After leading the speed charts for the past three days of on-track activity at Indianapolis Motor Speedway (including Fast Friday and two days of qualifying), Andretti’s No. 98 Dallara-Honda team worked to ensure they knew which setup adjustments to avoid making during Sunday’s 104th Indy 500.

THE 104TH INDY 500: How to watch Sunday’s race on NBC

‘A MASTERPIECE’: Marco Andretti loves his car for the Indy 500

“Today the goal was to put myself in the most uncomfortable circumstances possible because we’re not planning on leading 200 laps,” Andretti told hosts Mike Tirico and Danica Patrick in an NBCSN interview after the two-hour session. “That would be beautiful. But we know there’s going to be a state of adversity at some point in the 500 miles, so that’s what I put myself into today.

“It was just as uncomfortable as we thought it was going to be!”

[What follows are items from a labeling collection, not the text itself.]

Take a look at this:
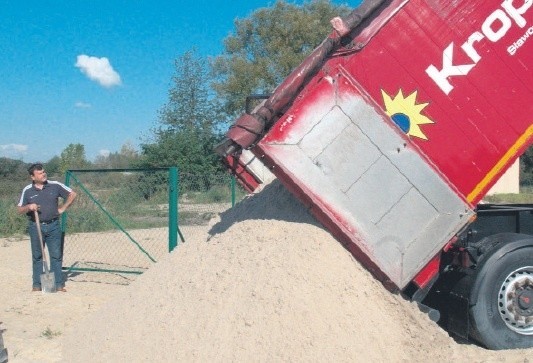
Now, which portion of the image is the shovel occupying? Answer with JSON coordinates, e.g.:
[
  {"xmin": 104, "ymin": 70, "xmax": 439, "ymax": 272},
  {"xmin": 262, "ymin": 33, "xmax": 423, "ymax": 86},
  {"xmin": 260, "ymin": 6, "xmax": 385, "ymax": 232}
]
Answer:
[{"xmin": 33, "ymin": 211, "xmax": 56, "ymax": 293}]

He ranked 28th of 33 drivers with a best lap at 221.314 mph, which left him last among his six teammates and the second-slowest Honda.

The third-generation driver, who will be the first member of his famous racing family to start first at Indy in 33 years, said his team worked through about “10 to 15 different things, not necessarily big items” (which he declined to specify because “my engineers would be pretty mad if I repeated it”).

After they “found some things that the car really doesn’t like,” Andretti said the benefit was realizing what changes to avoid for the 200-lap race.

“We needed to confirm, and I’d rather learn that today than on Sunday,” he said.

Marco practice CD

JAMES J BLACK

Starting from the pole for the first time at the Brickyard will afford Marco a great view of a special moment Sunday.

During the pace laps, his father, Michael, and grandfather, Mario, will ride in front of the field in a two-seater Indy car (with Mario behind the wheel). It’s the first time all three generations will be on track together at the 2.5-mile oval where Mario made his debut 55 years ago, beginning a tradition of speed that only has been lacking checked flags on the iconic layout.

Michael Andretti never counted the Brickyard among his 42 career victories despite leading 431 laps at IMS (more than any other winless Indy 500 driver). Mario Andretti won only once in 1969 despite leading nearly 20% of his laps in 29 starts,

When Marco Andretti lost the 2006 Indy 500 to Sam Hornish Jr. off the last corner as a rookie, it renewed the focus on whether the “Andretti Curse” was real.

But entering his 15th start at the Greatest Spectacle in Racing with perhaps his best shot yet, Marco is relishing the attention.

“I think everybody asks is there a lot of pressure being on the pole,” he said. “I think that’s a good type of pressure. Bad pressure is what I’ve been going through before. When it’s not going right, that’s the pressure. When it’s going right, that’s the good part, so I’m in a good place mentally.”

Andretti chuckled when the interview on the speedway’s pagoda briefly was interrupted by his grandfather turning warmup laps below in the two-seater.

“What this place means to motorsports, it just casts such a wide web,” he said. “So (the pole) feels like a win even though it’s just qualifying. That’s how big this race is. It’s been a fairy tale so far. We just have to keep it going.”